Rompere i vincoli europei per rilanciare lavoro e servizi pubblici

 

di Lucia Mango, Segreteria nazionale PCI e responsabile nazionale Lavoro

 

L’ultima rilevazione dati Istat sul lavoro fotografa una situazione allarmante: la disoccupazione al 10%, crollano i contratti a tempo indeterminato, il tasso di disoccupazione giovanile si attesta sopra il 31%.

Silenzio.

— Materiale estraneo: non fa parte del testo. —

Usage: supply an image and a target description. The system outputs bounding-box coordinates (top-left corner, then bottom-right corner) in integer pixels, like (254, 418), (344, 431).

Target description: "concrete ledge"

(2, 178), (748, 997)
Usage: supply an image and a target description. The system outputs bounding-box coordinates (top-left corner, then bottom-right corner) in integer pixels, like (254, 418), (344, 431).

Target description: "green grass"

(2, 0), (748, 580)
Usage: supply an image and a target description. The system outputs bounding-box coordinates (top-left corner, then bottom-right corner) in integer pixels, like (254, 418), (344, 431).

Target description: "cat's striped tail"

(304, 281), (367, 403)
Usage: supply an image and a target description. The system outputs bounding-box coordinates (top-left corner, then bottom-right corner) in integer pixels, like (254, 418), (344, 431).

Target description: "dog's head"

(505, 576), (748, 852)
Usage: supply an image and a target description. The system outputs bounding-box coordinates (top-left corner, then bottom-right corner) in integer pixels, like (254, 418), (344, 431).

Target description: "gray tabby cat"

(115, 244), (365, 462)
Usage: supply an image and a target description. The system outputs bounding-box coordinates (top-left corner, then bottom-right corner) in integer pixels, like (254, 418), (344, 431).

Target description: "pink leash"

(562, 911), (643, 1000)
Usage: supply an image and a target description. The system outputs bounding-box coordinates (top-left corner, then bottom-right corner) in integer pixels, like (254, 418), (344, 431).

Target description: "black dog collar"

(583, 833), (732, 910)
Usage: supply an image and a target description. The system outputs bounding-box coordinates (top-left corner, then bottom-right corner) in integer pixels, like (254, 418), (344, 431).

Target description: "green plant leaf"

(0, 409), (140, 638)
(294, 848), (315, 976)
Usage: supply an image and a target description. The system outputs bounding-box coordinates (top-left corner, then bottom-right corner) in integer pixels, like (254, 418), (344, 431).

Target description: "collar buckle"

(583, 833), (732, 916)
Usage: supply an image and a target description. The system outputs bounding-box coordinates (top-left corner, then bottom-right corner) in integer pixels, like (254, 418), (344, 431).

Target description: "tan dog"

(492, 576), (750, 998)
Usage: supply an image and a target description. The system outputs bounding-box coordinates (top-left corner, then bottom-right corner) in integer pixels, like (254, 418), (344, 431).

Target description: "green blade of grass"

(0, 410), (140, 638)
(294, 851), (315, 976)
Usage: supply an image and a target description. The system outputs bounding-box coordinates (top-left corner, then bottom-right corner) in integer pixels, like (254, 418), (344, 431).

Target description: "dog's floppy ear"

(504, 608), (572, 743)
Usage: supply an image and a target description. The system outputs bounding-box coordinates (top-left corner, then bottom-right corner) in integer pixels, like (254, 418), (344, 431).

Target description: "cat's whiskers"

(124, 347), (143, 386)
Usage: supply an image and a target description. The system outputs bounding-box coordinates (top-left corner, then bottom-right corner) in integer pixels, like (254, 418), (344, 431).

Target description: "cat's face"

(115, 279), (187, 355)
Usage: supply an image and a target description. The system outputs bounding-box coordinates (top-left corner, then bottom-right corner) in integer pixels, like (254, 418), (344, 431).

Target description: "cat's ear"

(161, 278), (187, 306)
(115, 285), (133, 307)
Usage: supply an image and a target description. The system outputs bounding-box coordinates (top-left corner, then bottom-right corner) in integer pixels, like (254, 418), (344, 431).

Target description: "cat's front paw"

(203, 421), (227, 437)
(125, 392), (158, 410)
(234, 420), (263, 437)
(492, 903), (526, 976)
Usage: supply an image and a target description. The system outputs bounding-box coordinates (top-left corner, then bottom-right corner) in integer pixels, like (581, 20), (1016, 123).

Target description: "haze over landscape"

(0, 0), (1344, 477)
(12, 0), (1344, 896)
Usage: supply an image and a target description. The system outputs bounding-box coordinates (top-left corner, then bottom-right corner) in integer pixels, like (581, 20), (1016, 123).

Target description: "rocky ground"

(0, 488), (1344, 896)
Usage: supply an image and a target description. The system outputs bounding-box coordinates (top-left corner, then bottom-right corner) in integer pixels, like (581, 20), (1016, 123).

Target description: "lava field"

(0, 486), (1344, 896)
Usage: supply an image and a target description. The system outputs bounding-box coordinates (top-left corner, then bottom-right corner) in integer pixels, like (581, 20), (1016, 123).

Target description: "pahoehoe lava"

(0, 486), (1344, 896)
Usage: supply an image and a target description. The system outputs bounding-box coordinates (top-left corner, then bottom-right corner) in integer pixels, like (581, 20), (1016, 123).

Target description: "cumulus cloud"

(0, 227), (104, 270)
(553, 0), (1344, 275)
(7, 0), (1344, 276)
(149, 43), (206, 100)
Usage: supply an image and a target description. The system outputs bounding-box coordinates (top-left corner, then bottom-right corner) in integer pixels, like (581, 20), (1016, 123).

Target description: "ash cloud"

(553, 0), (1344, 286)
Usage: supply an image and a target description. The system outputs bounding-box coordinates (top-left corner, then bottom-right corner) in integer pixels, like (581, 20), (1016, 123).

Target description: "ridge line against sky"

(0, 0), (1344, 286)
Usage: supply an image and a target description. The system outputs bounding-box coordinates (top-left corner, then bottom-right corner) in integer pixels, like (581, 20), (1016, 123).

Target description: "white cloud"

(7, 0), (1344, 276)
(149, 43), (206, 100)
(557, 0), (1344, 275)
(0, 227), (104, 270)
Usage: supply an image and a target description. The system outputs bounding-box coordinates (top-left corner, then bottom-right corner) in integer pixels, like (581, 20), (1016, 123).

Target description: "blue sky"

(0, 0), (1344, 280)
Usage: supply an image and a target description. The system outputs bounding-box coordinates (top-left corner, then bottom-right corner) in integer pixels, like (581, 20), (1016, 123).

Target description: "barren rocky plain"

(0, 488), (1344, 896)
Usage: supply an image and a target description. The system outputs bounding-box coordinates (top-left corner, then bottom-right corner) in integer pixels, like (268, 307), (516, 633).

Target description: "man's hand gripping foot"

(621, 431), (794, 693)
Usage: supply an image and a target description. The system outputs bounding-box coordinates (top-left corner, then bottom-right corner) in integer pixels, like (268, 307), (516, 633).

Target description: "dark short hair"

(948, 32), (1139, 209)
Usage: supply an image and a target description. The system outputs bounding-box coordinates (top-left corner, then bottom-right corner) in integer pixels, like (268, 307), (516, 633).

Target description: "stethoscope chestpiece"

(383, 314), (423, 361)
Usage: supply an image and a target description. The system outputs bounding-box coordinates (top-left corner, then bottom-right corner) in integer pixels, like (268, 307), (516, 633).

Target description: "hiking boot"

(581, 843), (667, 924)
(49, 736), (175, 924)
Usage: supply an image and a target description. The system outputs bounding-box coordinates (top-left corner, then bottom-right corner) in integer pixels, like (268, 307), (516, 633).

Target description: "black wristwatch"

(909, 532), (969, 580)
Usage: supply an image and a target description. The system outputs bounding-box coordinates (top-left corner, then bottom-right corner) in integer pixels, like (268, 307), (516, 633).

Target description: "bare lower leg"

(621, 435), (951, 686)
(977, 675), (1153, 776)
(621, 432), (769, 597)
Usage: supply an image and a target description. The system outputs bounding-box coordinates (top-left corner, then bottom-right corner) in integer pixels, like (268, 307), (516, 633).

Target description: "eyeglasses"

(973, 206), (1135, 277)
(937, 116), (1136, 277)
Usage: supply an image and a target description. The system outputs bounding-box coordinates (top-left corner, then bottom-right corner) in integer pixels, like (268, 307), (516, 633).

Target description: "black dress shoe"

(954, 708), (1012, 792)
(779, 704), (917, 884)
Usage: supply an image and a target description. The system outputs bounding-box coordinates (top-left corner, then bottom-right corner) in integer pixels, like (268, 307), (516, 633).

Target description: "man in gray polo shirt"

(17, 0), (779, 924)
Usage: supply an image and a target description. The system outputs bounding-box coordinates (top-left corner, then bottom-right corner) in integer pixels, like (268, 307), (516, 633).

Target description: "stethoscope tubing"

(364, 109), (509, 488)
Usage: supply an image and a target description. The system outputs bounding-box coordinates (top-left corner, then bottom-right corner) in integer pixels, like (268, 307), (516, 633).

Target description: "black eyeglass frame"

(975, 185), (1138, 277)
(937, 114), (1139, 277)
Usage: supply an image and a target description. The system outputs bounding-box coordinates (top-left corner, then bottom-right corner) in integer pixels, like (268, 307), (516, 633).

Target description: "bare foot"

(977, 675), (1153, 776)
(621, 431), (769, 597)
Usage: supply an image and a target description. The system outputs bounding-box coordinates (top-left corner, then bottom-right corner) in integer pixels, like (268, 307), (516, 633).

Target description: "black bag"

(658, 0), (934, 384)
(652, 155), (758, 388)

Un assordante silenzio quello del governo e degli organi di stampa.

Per noi comunisti l’emergenza del paese è questa.

Questa è la ragione per cui dovremmo scardinare i vincoli imposti dai trattati europei, questa è la ragione per cui un governo che sta dalla parte di chi lavora e dei giovani dovrebbe uscire dall’UE e lavorare per un’altra Europa, per un patto tra i paesi del mediterraneo e cominciare a ragionare su un’altra possibile moneta comune.

Un paese come il nostro ha bisogno di un grande piano del lavoro da parte dello stato, anche in partnership col privato, per il riassetto idrogeologico e la messa in sicurezza e la manutenzione del territorio, per ripristinare e manutenere il patrimonio storico-artistico, culturale e naturale, per il monitoraggio e la manutenzione delle infrastrutture.  Un piano per il lavoro che rilanci l’istruzione e la sanità pubbliche, assumendo insegnanti e un numero di operatori e tecnici sanitari congruo al fine di far operare i costosi macchinari su turni, consentendo di recuperare gli investimenti e riducendo le liste di attesa.

Un piano che consenta, tramite step temporali e di obiettivi, di riprendere il mano pubblica il polo del credito ed i settori strategici, quali metallurgia e trasporti e infrastrutture.

Un grande piano pubblico, che aumenti i fondi destinati alla ricerca scientifica, che impieghi le eccellenze di questo paese in questo paese, non obbligando le nostre ‘teste migliori’ a dare il loro contributo di intelligenza sempre e solo all’estero. Uno stato che forma scienziati e non li impiega, è uno stato cieco, che non ha la visone del futuro e rinuncia ad essere competitivo.

Vorremmo un governo che lanci un piano per il lavoro che  garantisca occupazione ai giovani, salari dignitosi e certezza del futuro e che consenta la permanenza nel mondo del lavoro a chi vive situazioni di crisi nel settore in cui lavora.  

Un paese come il nostro non può e non deve continuare a subire una disoccupazione che non ha ragion d’essere, viste le risorse che ha da mettere a valore in ogni zona del paese, da nord a sud, senza distinzione. L’investimento sarebbe ingente, certamente, ma recuperato nel medio periodo, in termini di risparmio (basti pensare a quanto sono costati i disastri idrogeologici e le ‘calamità’ dovute a scarsa manutenzione negli ultimi 20 anni) e di ripresa economica, a partire dalla ripresa della domanda interna, passando per il rilancio di una vocazione turistica che questo paese ha in sé ma che non è mai stata sfruttata neppure per un decimo delle potenzialità, per mancanza di capacità di investimento e di visione globale di un patrimonio che potrebbe attrarre tipologie disparate di turisti, ben oltre il turismo classicamente inteso.

In questo senso crediamo che al centro dell’agenda politica del paese debba esserci il rilancio del lavoro, del lavoro stabile e sicuro in nome del quale ha senso riaffermare l’autonomia e la sovranità politica del paese, rispetto a vincoli europei che relegano il paese in una sempiterna recessione che ha, come abituale conseguenza il taglio degli investimenti nei servizi pubblici e nella ricerca. Una recessione che implica continuo impoverimento di chi lavora e regressione sociale e culturale dell’intero paese.

Un governo che volesse davvero segnare un cambiamento, per combattere le gravi questioni sociali che attanagliano il paese,  non fomenterebbe una sterile e pericolosissima guerra tra ultimi al solo fine di nascondere i proprio interessi che rispondono sempre e comunque ai grandi capitali, la propria mancanza di capacità di gestione e lo scarso peso nei consessi internazionali, si preoccuperebbe, anzi, di produrre ‘lavoro buono’ per chi vive onestamente in questo paese, a prescindere dal paese da cui provenga, perché chi lavora onestamente contribuisce al progresso della società in cui vive, ne è parte integrante e necessaria.